Step 2: Key Formula or Approach:
\(\bar{d}\) is parallel to \(\bar{a} \times (\bar{b} \times \bar{c})\).
However, it's easier to find \(\bar{n} = \bar{b} \times \bar{c}\) and then \(\bar{v} = \bar{n} \times \bar{a}\).
Step 3: Detailed Explanation:
\(\bar{b} \times \bar{c} = \begin{vmatrix} \hat{i} & \hat{j} & \hat{k}
0 & 1 & -1
-1 & 0 & 1 \end{vmatrix} = \hat{i}(1) - \hat{j}(-1) + \hat{k}(1) = \hat{i} + \hat{j} + \hat{k}\).
Now, \(\bar{d}\) is perpendicular to \((1, -1, 0)\) and \((1, 1, 1)\).
Direction \(\bar{d} \parallel \begin{vmatrix} \hat{i} & \hat{j} & \hat{k}
1 & -1 & 0
1 & 1 & 1 \end{vmatrix} = \hat{i}(-1) - \hat{j}(1) + \hat{k}(2) \implies -\hat{i} - \hat{j} + 2\hat{k}\).

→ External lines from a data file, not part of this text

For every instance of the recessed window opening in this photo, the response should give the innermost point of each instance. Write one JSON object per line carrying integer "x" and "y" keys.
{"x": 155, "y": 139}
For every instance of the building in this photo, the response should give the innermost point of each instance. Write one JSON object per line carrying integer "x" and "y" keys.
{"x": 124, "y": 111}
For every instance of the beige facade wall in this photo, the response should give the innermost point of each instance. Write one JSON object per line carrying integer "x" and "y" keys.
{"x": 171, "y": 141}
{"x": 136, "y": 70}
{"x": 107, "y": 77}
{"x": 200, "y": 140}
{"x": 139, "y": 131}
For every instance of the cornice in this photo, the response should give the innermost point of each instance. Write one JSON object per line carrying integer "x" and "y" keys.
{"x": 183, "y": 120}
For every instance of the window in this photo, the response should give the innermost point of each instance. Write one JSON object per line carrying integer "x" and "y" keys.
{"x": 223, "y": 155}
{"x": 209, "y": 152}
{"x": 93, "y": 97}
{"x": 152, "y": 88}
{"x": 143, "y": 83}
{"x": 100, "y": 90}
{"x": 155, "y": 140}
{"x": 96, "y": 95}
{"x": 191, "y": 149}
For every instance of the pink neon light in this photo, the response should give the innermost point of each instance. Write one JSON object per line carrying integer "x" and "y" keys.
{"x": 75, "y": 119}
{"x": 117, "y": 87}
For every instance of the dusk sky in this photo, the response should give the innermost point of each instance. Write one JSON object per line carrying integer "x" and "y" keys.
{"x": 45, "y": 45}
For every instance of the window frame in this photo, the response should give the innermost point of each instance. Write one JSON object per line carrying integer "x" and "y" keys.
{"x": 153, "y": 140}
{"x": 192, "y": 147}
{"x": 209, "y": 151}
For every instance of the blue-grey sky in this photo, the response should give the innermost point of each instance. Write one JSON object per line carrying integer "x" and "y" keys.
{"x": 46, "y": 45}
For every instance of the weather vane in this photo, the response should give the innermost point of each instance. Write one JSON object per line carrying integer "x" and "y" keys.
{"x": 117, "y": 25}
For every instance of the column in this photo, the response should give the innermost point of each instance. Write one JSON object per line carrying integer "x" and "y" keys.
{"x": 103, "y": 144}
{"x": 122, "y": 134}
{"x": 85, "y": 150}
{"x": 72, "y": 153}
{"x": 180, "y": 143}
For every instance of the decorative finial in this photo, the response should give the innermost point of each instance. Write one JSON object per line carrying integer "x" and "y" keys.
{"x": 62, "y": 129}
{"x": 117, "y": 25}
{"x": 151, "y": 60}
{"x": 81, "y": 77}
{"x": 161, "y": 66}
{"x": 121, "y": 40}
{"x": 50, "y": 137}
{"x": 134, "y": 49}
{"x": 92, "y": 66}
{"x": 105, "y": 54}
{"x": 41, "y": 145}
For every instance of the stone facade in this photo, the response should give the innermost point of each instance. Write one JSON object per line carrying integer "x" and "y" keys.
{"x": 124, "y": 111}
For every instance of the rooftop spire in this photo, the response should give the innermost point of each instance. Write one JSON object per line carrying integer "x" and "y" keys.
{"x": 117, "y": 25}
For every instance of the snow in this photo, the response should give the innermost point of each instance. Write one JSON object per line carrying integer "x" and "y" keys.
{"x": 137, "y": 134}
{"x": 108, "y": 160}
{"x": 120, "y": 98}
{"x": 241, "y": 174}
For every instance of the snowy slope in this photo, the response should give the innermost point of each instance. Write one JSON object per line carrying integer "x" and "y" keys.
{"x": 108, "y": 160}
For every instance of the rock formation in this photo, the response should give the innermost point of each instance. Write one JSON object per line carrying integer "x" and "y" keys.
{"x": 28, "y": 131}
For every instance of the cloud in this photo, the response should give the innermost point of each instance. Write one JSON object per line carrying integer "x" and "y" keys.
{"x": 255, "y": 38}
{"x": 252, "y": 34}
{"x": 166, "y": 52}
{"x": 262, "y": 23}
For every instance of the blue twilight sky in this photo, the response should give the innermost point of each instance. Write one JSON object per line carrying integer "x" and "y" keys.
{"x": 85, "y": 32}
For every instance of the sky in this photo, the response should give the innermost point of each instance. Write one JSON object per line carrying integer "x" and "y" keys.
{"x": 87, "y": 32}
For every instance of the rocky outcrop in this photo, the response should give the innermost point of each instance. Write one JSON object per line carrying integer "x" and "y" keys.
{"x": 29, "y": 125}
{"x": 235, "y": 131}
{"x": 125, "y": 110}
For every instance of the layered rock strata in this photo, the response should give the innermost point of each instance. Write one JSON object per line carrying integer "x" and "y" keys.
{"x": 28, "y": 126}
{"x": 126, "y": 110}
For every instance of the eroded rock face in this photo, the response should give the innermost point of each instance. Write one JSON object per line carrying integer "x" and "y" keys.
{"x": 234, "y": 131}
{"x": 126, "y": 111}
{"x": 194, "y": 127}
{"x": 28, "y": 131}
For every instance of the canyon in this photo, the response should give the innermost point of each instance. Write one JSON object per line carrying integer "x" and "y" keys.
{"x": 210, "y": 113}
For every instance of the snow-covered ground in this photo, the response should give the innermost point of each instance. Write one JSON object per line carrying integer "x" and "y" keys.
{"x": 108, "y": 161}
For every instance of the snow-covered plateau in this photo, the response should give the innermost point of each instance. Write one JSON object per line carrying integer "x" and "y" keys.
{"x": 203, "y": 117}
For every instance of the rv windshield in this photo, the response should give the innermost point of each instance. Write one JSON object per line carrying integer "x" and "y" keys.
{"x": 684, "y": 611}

Magnitude is \(\sqrt{1+1+4} = \sqrt{6}\).
Unit vector \(\bar{d} = \pm \frac{\hat{i} + \hat{j} - 2\hat{k}}{\sqrt{6}}\).
Step 4: Final Answer:
The unit vector is \(\pm \left( \frac{\hat{i} + \hat{j} - 2\hat{k}}{\sqrt{6}} \right)\).